On the subject of rat control in the city, Karácsony said the current contract should be terminated, and until a new public procurement procedure is completed, the earlier service provider could do the job. He warned that the rodents were causing a public health emergency in Budapest.
On the topic of parking regulations, Karácsony noted that many district authorities had outsourced the collection of parking fees to private companies. Karácsony said he would work towards issuing a municipal decree forbidding districts from prolonging those contracts.
Regarding fare prices of Budapest public transport firm BKK, Karácsony said they were aiming to make public transport free of charge up to the age of fourteen, depending on BKK’s financial status, “which is not yet clear to us”. He said the price of season tickets should not be raised and indeed should be cut, to motivate travellers to buy annual tickets.

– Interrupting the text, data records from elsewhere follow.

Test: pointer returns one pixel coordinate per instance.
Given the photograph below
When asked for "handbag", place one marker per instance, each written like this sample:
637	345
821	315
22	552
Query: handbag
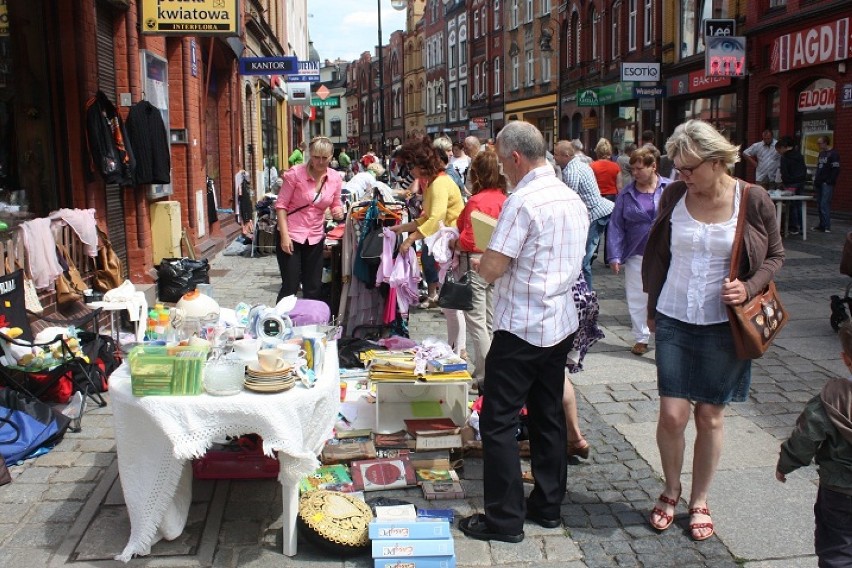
456	294
69	284
108	271
756	322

Regarding the reconstruction of Budapest’s iconic Chain Bridge and the surrounding areas, Karácsony said that his predecessor, István Tarlós, had “probably made the right decision” when he called off the tender “because it was overpriced”. The same goes for the tender on revamping the middle section of metro line 3, he said.
Karácsony said that downtown Budapest should gradually be made car-free. The first steps would be to build P+R parks and to “start a public discussion” on a congestion fee for cars in downtown Budapest, he said. This, he added, should be introduced temporarily before a referendum is held on whether it should remain a permanent arrangement.
Regarding Lokál, a free pro-Fidesz tabloid, Karácsony said he would instruct BKK to immediately terminate the contract with the paper. They will also prohibit public dissemination of “hatemongering propaganda” in the streets of Budapest as far as that is possible, he said.
The mayor said the conditions of homeless shelters would be improved ahead of the winter. The aim is to significantly reduce the number of people living on the streets of the city by the end of his term, he said.
He said all current directors of municipal theatres should complete their mandates, and new directors would be selected through a public competition.
The mayor backed by Momentum, the Democratic Coalition, the Socialist Party alliance with Párbeszéd and LMP will govern as part of a coalition and he said he planned to work alongside 3-4 deputy mayors.